Конвей отпустил ее и повернулся.
— Привет, малыш Алекс. Пришел как раз поглядеть на влюбленных, черт подери?! Выпей-ка. Чувствуй себя, как дома. Ничего спешного, а? Потому что у меня сейчас нет на это времени. Миссис Бартон уже одета, а мне еще надо принять ванну и переодеться.
Он крикнул, чтобы принесли напитки, взял один стакан себе и двинулся к двери.
— Не уходи.
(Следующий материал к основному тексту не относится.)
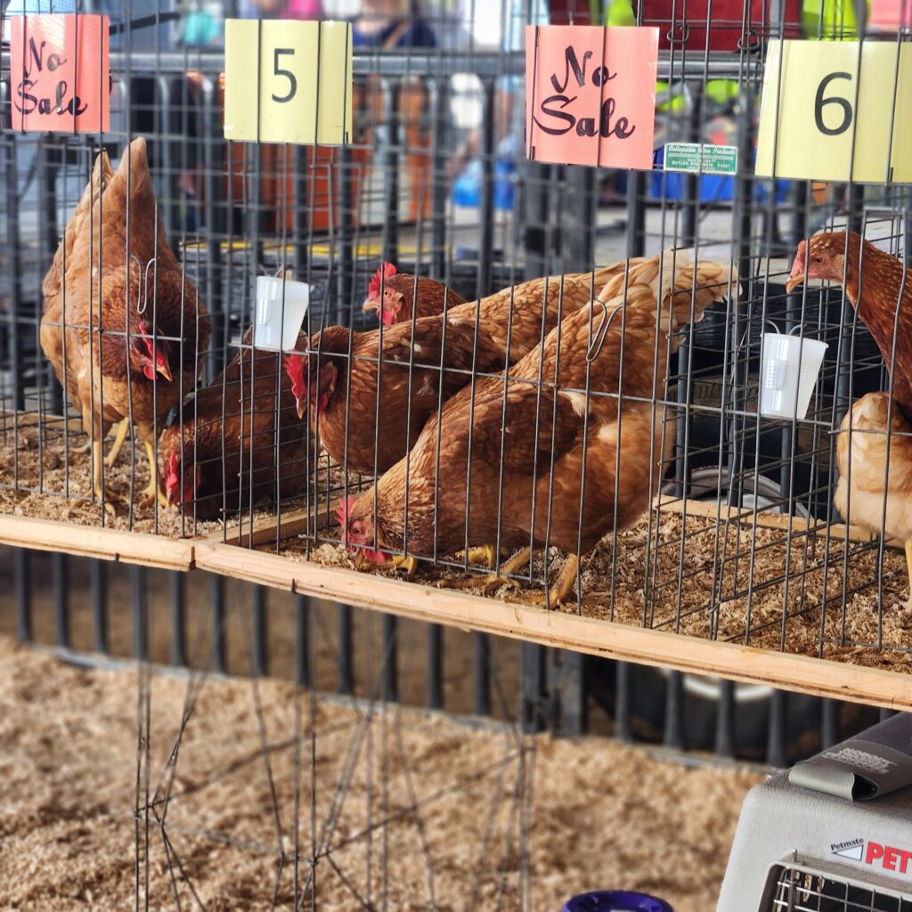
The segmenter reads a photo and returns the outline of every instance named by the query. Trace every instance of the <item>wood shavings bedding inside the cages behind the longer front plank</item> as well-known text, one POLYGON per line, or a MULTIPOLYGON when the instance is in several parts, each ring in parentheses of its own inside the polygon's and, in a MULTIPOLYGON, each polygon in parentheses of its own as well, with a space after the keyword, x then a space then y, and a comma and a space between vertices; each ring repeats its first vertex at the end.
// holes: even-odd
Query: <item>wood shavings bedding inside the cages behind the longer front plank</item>
MULTIPOLYGON (((644 518, 618 534, 616 549, 612 536, 606 536, 582 571, 582 615, 912 674, 912 655, 906 651, 912 648, 912 606, 907 606, 901 552, 885 549, 881 568, 876 542, 850 542, 846 549, 841 539, 831 537, 827 544, 823 534, 801 534, 790 545, 782 529, 732 521, 727 529, 720 524, 717 532, 715 519, 705 516, 682 522, 678 514, 653 513, 651 523, 644 518)), ((289 540, 281 553, 303 560, 306 543, 289 540)), ((310 559, 354 567, 347 552, 332 543, 313 547, 310 559)), ((552 580, 563 561, 564 555, 552 549, 552 580)), ((395 570, 380 572, 401 576, 395 570)), ((455 575, 452 568, 420 562, 416 581, 433 585, 455 575)), ((541 553, 534 578, 544 578, 541 553)), ((510 600, 515 592, 516 586, 502 586, 490 595, 510 600)), ((575 614, 577 605, 557 610, 575 614)))

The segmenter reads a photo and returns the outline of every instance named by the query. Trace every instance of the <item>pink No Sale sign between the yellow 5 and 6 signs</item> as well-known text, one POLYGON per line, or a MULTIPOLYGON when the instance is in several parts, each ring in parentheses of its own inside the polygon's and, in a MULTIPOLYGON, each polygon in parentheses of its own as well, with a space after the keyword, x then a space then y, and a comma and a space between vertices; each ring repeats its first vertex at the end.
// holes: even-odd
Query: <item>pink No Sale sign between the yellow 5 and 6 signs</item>
POLYGON ((657 70, 658 28, 527 26, 528 157, 650 169, 657 70))

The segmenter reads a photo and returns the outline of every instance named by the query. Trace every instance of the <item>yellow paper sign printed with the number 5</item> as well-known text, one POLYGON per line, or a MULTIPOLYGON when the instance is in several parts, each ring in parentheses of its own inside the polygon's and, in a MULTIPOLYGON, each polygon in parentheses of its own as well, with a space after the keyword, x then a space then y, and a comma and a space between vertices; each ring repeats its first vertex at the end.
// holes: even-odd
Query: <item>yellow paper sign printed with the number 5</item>
POLYGON ((348 23, 226 21, 226 140, 342 145, 351 91, 348 23))

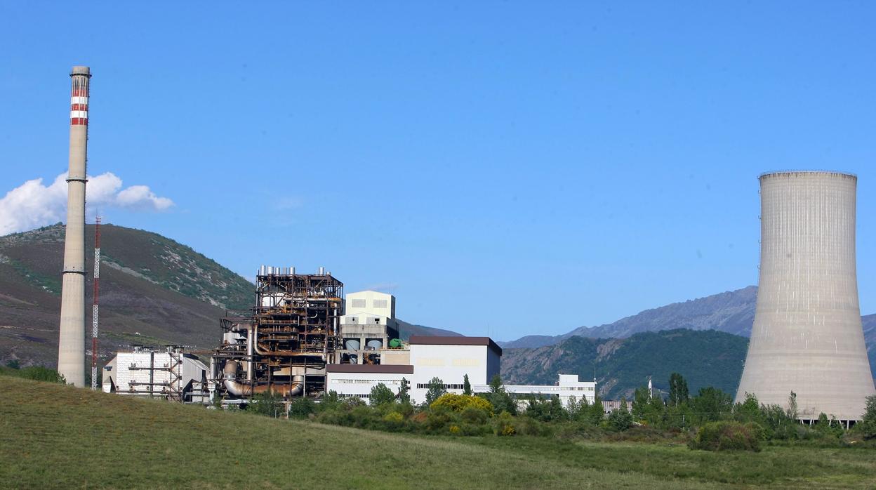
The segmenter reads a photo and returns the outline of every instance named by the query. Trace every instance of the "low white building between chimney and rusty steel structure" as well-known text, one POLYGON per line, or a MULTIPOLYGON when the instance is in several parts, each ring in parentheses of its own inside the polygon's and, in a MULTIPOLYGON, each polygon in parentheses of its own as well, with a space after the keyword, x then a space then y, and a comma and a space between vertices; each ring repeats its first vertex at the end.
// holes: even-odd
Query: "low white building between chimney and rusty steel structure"
POLYGON ((192 354, 135 345, 103 367, 103 391, 175 401, 208 401, 208 367, 192 354))

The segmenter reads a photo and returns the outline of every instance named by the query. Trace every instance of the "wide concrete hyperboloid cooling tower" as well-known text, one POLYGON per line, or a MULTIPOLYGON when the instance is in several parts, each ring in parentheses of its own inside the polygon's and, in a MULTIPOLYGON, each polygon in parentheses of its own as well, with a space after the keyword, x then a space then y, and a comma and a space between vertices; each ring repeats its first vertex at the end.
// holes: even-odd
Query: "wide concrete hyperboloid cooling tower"
POLYGON ((873 380, 858 309, 855 192, 837 172, 760 176, 760 280, 751 343, 736 394, 855 421, 873 380))

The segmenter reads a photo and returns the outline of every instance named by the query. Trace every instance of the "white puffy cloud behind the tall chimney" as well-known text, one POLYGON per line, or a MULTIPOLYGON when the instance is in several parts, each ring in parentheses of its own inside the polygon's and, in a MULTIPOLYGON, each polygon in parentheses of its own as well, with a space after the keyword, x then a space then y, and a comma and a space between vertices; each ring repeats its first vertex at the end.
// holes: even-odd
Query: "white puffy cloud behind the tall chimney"
MULTIPOLYGON (((33 179, 6 193, 0 199, 0 235, 63 221, 67 217, 66 179, 66 172, 48 186, 42 179, 33 179)), ((122 187, 122 179, 111 172, 89 175, 85 191, 87 216, 93 217, 96 209, 164 211, 173 206, 173 201, 155 195, 147 186, 122 187)))

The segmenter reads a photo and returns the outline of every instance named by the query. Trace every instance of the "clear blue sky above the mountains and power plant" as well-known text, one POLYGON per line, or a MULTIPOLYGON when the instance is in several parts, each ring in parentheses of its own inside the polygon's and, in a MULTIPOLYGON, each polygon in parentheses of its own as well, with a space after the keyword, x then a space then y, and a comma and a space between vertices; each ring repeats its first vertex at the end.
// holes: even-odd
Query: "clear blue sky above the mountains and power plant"
MULTIPOLYGON (((106 220, 251 277, 326 266, 409 322, 510 340, 757 282, 757 175, 858 174, 876 312, 876 6, 5 3, 4 186, 173 200, 106 220)), ((108 251, 109 252, 109 251, 108 251)))

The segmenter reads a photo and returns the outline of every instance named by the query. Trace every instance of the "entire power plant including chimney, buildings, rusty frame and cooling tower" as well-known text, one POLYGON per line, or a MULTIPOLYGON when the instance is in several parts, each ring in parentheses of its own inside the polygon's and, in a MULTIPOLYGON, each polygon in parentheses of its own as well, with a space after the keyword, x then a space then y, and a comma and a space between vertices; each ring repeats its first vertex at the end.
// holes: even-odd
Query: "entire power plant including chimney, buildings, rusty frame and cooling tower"
MULTIPOLYGON (((67 225, 61 286, 58 371, 85 385, 85 193, 90 70, 73 67, 67 225)), ((759 176, 759 292, 737 401, 788 407, 797 417, 824 413, 850 423, 876 394, 858 307, 855 257, 857 177, 840 172, 788 171, 759 176)), ((92 382, 96 387, 99 234, 95 238, 92 382)), ((385 382, 410 386, 423 399, 429 380, 463 378, 477 389, 499 372, 502 350, 489 337, 399 335, 395 298, 361 291, 346 300, 343 283, 320 267, 261 266, 251 309, 221 319, 221 344, 207 367, 171 346, 136 348, 104 367, 104 390, 178 401, 246 403, 257 394, 319 397, 330 390, 367 397, 385 382), (147 360, 148 359, 148 360, 147 360), (413 381, 413 382, 412 382, 413 381)), ((557 390, 595 394, 595 383, 562 375, 557 390), (592 385, 592 386, 591 386, 592 385), (562 389, 561 389, 562 388, 562 389)), ((552 388, 553 389, 553 388, 552 388)), ((557 391, 555 390, 555 391, 557 391)), ((514 393, 548 393, 514 387, 514 393)), ((568 392, 568 393, 567 393, 568 392)))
Моя жена о тебе позаботится. Почему бы тебе не остаться на ужин? Сегодня соберется отличная компания. Повеселимся всласть. Ты как-то выбился из колеи. Мы на тебя надеемся.
— Боюсь, сэр… — начал Алекс и замолчал.
Он посмотрел на вытянутое, неподвижное лицо Винтер и после заметной паузы медленно произнес, как будто он и намеревался так окончить свою реплику:
— …что в последнее время пренебрегал моими общественными обязанностями. Я с радостью приму ваше приглашение.
— Вот и хорошо, — сердечно одобрил комиссар. — Присмотри за ним, дорогая.
Он удалился, и Винтер натянуто сказала:
— Мне очень жаль, что мистер Бартон не уделит вам внимания, но мы ждем гостей в течение этого часа. Я надеюсь, ваше дело к нему может подождать?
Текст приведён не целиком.